On Friday, the House voted down a proposal from Republicans in the chamber to temporarily keep things functioning federally — with dramatic spending cuts attached. The proposal, as it stood, was unlikely to pass the Senate considering the extremity of the (for now) short-term cuts, but Republicans — who hold the majority in the House — couldn’t even pass what they wanted.

A group of far-right House Republicans voted against the short-term measure’s approval, sticking instead to their demands for the longer-term funding process in which they’re pushing various sets of policy ambitions — some of which are also failing. The House voted down this week a long-term federal funding bill that would have reestablished certain restrictions around the distribution of mifepristone, a prescription drug used in medication abortion.
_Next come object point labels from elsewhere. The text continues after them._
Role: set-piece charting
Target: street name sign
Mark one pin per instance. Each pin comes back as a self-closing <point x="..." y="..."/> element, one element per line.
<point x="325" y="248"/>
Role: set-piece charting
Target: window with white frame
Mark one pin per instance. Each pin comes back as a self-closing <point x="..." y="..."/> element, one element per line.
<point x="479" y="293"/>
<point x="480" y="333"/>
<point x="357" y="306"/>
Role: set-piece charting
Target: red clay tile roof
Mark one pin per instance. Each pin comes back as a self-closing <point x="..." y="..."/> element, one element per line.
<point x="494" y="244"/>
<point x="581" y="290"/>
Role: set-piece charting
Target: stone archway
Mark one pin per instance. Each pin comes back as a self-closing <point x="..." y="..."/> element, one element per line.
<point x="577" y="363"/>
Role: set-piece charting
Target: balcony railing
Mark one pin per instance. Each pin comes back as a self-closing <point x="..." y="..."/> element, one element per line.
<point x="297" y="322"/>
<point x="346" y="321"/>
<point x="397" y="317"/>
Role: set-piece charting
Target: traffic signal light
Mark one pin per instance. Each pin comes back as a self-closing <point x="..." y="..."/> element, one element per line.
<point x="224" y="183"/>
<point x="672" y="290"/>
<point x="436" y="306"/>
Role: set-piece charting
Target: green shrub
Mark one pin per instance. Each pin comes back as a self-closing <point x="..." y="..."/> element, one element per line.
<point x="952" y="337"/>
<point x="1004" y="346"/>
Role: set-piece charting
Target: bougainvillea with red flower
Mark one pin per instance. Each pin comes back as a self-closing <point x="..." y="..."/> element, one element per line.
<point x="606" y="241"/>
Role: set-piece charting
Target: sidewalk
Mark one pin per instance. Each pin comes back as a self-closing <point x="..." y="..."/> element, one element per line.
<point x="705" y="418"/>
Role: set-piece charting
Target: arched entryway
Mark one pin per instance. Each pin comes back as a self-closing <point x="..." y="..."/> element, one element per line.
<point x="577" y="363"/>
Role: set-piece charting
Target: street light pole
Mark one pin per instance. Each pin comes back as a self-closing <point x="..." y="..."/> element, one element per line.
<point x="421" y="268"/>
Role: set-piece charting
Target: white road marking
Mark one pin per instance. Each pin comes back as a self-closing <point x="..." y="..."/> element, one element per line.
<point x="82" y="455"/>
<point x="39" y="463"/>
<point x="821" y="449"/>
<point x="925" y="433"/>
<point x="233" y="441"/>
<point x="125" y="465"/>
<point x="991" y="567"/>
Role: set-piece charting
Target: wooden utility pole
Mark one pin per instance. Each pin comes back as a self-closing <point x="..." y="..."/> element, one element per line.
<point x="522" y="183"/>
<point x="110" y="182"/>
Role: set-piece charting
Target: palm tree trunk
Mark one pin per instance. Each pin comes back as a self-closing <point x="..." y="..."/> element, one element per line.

“1. Who is causing the government to shutdown? Extreme MAGA Republicans,” Rep. Ted Lieu (D-Calif.), vice chair of the House Democratic Caucus, wrote on X (formerly Twitter). “2. Why? They want to cut social security, slash school funding and criminalize abortion. 3. What just happened? MAGA Republicans are in so much chaos that they defeated their own stopgap funding bill.”

Republicans in the House are clamoring for other extreme ambitions as well. House Speaker Rep. Kevin McCarthy (R-Calif.) spoke earlier about wanting short-term funding provisions modified with some of the House GOP’s border security wishes, like a jump-start to construction of a southern border wall and evidently a reestablishment of the remain in Mexico program, which compelled migrants seeking asylum in the United States to wait in potentially dangerous conditions while their cases were processed. And lingering through all of this is an open threat from far-right Republicans to seek McCarthy’s removal from the Speaker position, which wouldn’t have a clear-cut resolution, since Democrats would likely be again pushing their own party’s House leader, while Republicans would presumably be divided like in January.